The Billionaire Founder Of LinkedIn Explains How To Run A Great Startup

Linkedin Founder Reid HoffmanYouTubeLinkedin Founder Reid Hoffman

Reid Hoffman is one of the most successful entrepreneurs in Silicon Valley.

He’s the founder of Linkedin, the largest professional social network worth around $US28 billion, and a partner at the VC firm Greylock Partners.

He was also one of the early employees of PayPal, where he served as executive VP, and the co-founder of, one of the first social network startups.

He’s also a remarkable angel investor, with early investments in Facebook, Flickr, Digg, and Zynga, and other companies.

Last week, Hoffman gave a 45-minute presentation titled “How To Be A Great Founder” at Stanford, as part of the “How to Start a Startup” series by Y Combinator’s Sam Altman.

We pulled together some of the slides and Hoffman’s words explaining his wisdom.

The perception of a great founder is often this 'super-person' who's awesome at everything. Classic examples are Steve Jobs, Bill Gates, Elon Musk, Mark Zuckerberg, and Jeff Bezos.

But in reality, a founder is someone who deals with all kinds of headaches. And no one is 'universally super powered.' Instead, you hope to have just a few super powers that give you a competitive edge.

Because all of these skill sets are important to run a successful business. And in most cases, you're not good at all these things. You can't do it alone.

So generally, it's much better to have 2 or 3 cofounders rather than a solo founder.

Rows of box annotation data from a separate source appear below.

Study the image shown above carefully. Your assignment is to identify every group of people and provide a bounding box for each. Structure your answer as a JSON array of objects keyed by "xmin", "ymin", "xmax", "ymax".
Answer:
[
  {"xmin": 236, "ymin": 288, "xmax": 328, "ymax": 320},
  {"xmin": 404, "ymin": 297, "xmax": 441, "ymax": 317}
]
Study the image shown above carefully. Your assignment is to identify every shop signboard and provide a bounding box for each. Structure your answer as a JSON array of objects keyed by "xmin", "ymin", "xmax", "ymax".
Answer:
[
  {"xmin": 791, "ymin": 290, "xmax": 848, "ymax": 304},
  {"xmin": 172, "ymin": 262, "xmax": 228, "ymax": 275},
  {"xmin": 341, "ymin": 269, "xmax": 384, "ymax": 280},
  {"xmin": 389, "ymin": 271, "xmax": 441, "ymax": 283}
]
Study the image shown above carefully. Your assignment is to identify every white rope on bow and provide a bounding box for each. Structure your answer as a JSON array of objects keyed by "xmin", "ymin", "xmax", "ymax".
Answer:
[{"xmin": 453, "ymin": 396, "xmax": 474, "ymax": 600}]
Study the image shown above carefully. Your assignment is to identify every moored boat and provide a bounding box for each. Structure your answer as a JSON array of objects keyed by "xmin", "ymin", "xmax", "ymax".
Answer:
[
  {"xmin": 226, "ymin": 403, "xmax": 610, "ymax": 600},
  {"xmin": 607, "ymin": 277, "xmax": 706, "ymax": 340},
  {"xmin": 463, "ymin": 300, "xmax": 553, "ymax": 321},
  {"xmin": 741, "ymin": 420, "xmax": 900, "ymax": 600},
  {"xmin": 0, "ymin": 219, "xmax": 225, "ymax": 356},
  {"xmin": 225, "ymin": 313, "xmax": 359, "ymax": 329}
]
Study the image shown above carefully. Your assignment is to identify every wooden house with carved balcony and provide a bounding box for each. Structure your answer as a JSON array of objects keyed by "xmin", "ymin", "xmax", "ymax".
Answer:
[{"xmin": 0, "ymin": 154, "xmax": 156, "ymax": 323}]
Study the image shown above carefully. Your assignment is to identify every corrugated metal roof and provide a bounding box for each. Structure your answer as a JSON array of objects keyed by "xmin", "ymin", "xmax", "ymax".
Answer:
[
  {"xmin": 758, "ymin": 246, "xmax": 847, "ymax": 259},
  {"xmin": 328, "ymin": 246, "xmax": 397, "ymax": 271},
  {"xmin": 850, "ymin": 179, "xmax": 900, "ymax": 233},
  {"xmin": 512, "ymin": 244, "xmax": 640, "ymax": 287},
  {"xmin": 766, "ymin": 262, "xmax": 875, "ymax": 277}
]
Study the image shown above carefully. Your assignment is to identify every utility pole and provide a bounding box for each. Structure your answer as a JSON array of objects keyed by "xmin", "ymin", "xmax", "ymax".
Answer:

As a group, you can compensate for each other's weaknesses. It's also very important to have a high degree of trust in each other.

Location matters, too - and it doesn't always have to be Silicon Valley. You have to go to where the strongest networks are for the particular thing you're doing. For tech startups, Silicon Valley is good. But for a a lot of other things, like fashion, it's not.

It's really hard to be both contrarian AND right. He says you have to ask, 'How does a smart person actually disagree with me? What do I know that they don't know?' If there's something that you know that they don't know, and that's something that will actually play out to be true, only then is it good to be contrarian.

You always have to combine your vision with the data. And sometimes your vision can change based on the data you collect. In fact, he says, 'You don't necessarily ever end up at that big vision that you were thinking about.'

You must be both flexible and persistent. You need strong vision (persistent), but must also listen to data and pivot when needed (flexible). Ask yourself: Why do you think it is potentially a good idea? Is your confidence in your investment thesis increasing or decreasing?

But even if your confidence is decreasing, it doesn't mean you have to quit. Paypal, Linkedin, and Airbnb all had those dark moments. You have to think what needs to be done to fix the problem and that should give you your immediate action plan.

The best entrepreneurs are considered risk-takers. It's true that you have to be a risk-taker, but you have to take intelligent risks. How do you minimize other risks?

Should you focus on your long term vision or a particular near term problem? You should jump in between them. You should always have a long term vision in mind, but if you're not focused on what's immediately in front of you, you're screwed.

In the early days of Linkedin, people thought his idea was crazy. But Hoffman knew exactly how to grow it enough to prove them wrong. And he did. Also, Linkedin never had a 'rocket ship growth' moment. It grew gradually year by year.

Another question to ask: 'Should I have belief or should I have fear?' Part of being a great founder is being able hold your belief, but also being smart enough to listen to criticism and negative feedback. It's not about losing confidence, but being patient.

Do you want to focus internally (build product, ignore competitors) or externally (recruit people and gather intelligence)? Again, the answer is both. Part of what makes a great founder is the ability to be flexible across these lines.

Another quandary: Deciding when to do the work versus when to recruit people and delegate the work. Once again, you need to do both. And sometimes, you have to do both at 100%.

So in short, to be a great founder, you should have some super powers. But the most fundamental skill is recognising whether you're on track or not - 'To have that belief but also paranoia about 'Am I tracking against my investment thesis?''

And when you do that the right way, generally speaking, you end up being a great founder. Like these people.

But great founders can be very diverse, too, and not just in terms of race, age, or gender. They can be super talented in different areas, because there are different kinds of companies, with different kinds of problems to solve.

So, there's not one skill set that makes you great. You need the ability to learn and adapt, while having the vision to drive you. And if you can do that while 'crossing uneven ground in the fog,' then that's essentially what makes a great founder.